Les organisations de la société civile de Ziguinchor se sont réunies pour aborder la question lancinante de l’inscription et de la participation des jeunes dans les joutes électorales . Selon Bassa Diawara, directeur exécutif du comité d’appui et de soutien au développement économique et social (CASADES), le constat du dernier audit du fichier électoral a montré que « Les jeunes de 18 à 20 seuls 9,3 % sont inscrits. Les jeunes de 18 à 25 ans, il y a juste 53,7 % . Et lors des élections législatives des primo votants n’ont pas pu exercer le droit de vote, parce qu’ il a été mentionné sur leur carte, » ne peut pas voter » . »

A l’en croire , ceci explique le manque d’information, du fait que ces derniers n’ont pas eu le réflexe de constater cette mention. Les membres de la société civile de Ziguinchor pensent qu’il faut une démarche commune et réfléchie sur des stratégies afin de permettre aux jeunes de sensibiliser au maximum leurs camarades. Ce travail doit être fait avant la période des révisions des listes électorales.
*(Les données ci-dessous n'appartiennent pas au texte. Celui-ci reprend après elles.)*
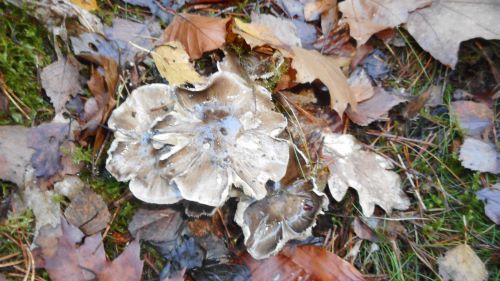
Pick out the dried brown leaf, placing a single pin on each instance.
(374, 108)
(197, 33)
(304, 263)
(173, 64)
(368, 173)
(367, 17)
(440, 28)
(491, 197)
(311, 65)
(61, 82)
(462, 264)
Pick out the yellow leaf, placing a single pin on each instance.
(311, 65)
(89, 5)
(173, 64)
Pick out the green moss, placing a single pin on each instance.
(22, 53)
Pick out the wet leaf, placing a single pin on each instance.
(462, 264)
(369, 173)
(46, 140)
(156, 224)
(473, 117)
(366, 17)
(479, 155)
(88, 211)
(491, 198)
(221, 272)
(198, 34)
(61, 82)
(311, 65)
(89, 5)
(16, 154)
(173, 64)
(63, 257)
(440, 28)
(304, 263)
(374, 108)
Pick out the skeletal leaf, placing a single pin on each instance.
(365, 171)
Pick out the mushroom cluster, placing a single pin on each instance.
(174, 143)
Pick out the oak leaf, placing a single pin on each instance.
(440, 28)
(368, 173)
(197, 33)
(367, 17)
(305, 263)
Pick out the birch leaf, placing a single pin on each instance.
(368, 173)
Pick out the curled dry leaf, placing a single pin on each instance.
(491, 197)
(173, 64)
(311, 65)
(473, 117)
(16, 154)
(462, 264)
(197, 33)
(61, 82)
(304, 263)
(365, 171)
(167, 138)
(374, 108)
(441, 27)
(478, 155)
(366, 17)
(61, 246)
(284, 214)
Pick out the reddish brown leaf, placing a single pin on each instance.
(305, 263)
(62, 257)
(197, 33)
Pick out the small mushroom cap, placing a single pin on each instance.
(284, 214)
(132, 156)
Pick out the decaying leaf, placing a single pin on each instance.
(64, 259)
(311, 65)
(441, 27)
(56, 14)
(61, 82)
(88, 211)
(361, 85)
(305, 263)
(198, 34)
(89, 5)
(479, 155)
(16, 154)
(365, 171)
(173, 64)
(367, 17)
(491, 197)
(374, 108)
(473, 117)
(46, 140)
(462, 264)
(284, 29)
(156, 225)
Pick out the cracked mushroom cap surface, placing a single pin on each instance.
(196, 144)
(284, 214)
(132, 156)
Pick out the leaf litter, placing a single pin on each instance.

Ils comptent sur la mobilisation de l’essentiel des acteurs préoccupés par les questions de jeunesse pour arriver à mettre des stratégies adéquates et toucher plusieurs jeunes.
Pour le Secrétaire exécutif du CASADES, « les leviers doivent être activés avant le démarrage des révisions pour faciliter le travail. Ces acteurs ont organisé un atelier d’élaboration de la stratégie pour une inscription massive des jeunes sur les listes électorales. Oui, en fait, nous sommes dans un contexte d’élections où, dans le cadre des activités de Casades avec son partenaire, la Fondation Konrad Adenauer, sur un acte de renforcement de la démocratie. Et nous avons pensé que beaucoup de jeunes ont envie effectivement de contribuer, mais au finish, ils ne sont pas inscrits sur les listes. Le constat étant fait, depuis une dizaine d’années, à chaque fois qu’il y a une révision exceptionnelle, nous profitons effectivement de ce moment pour discuter avec les jeunes, les influenceurs, pour qu’ils puissent se sensibiliser davantage, pour que les jeunes qui ont une forte représentativité dans ce pays, qu’ils puissent participer aux instances directeur exécutif du comité d’appui et de soutien au développement économique et social. Nous avons dit que le choix va être sur les organisations qui sont structurées.

Parce que les organisations comme les guides, comme les scouts, les éclaireurs, donc au niveau de leur corporation, ils sont en mesure de dire Et c’est ce que nous allons voir tout à l’heure. Nous nous sommes rendus compte que l’année dernière, nous avons beaucoup sensibilisé, mais nous n’avons pas les données pour dire que voilà notre contribution. Donc aujourd’hui, vraiment, nous voulons travailler pour contribuer à l’amélioration de la participation des jeunes c’est ça qui va nous permettre aussi d’avoir un argument Comme les femmes ont eu l’occasion d’avoir la parité, pour que les jeunes aussi puissent avoir des quotas, parce qu’on a beaucoup discuté avec les responsables de partis politiques au niveau des élections, qu’on puisse positionner les jeunes à des positions qui leur permettent de conseiller, mais une loi pourrait être intéressante.

Et ça aussi c’est déterminant sur, c’est tributaire de l’engagement des jeunes, du nombre d’inscrits qui va peser aussi sur la balance.Parce que je vous dis qu’aujourd’hui sur 18 millions de Sénégalais, nous sommes autour de 7 millions d’inscrits. Vous voyez que donc nous devons tous ensemble nous battre, les organisations, la société civile, la presse, sont tous concernés », a-t- il soutenu. Ces membres de la société comptent sur la mobilisation de l’essentiel des acteurs préoccupés par les questions de jeunesse pour arriver à mettre des stratégies adéquates et toucher plusieurs jeunes.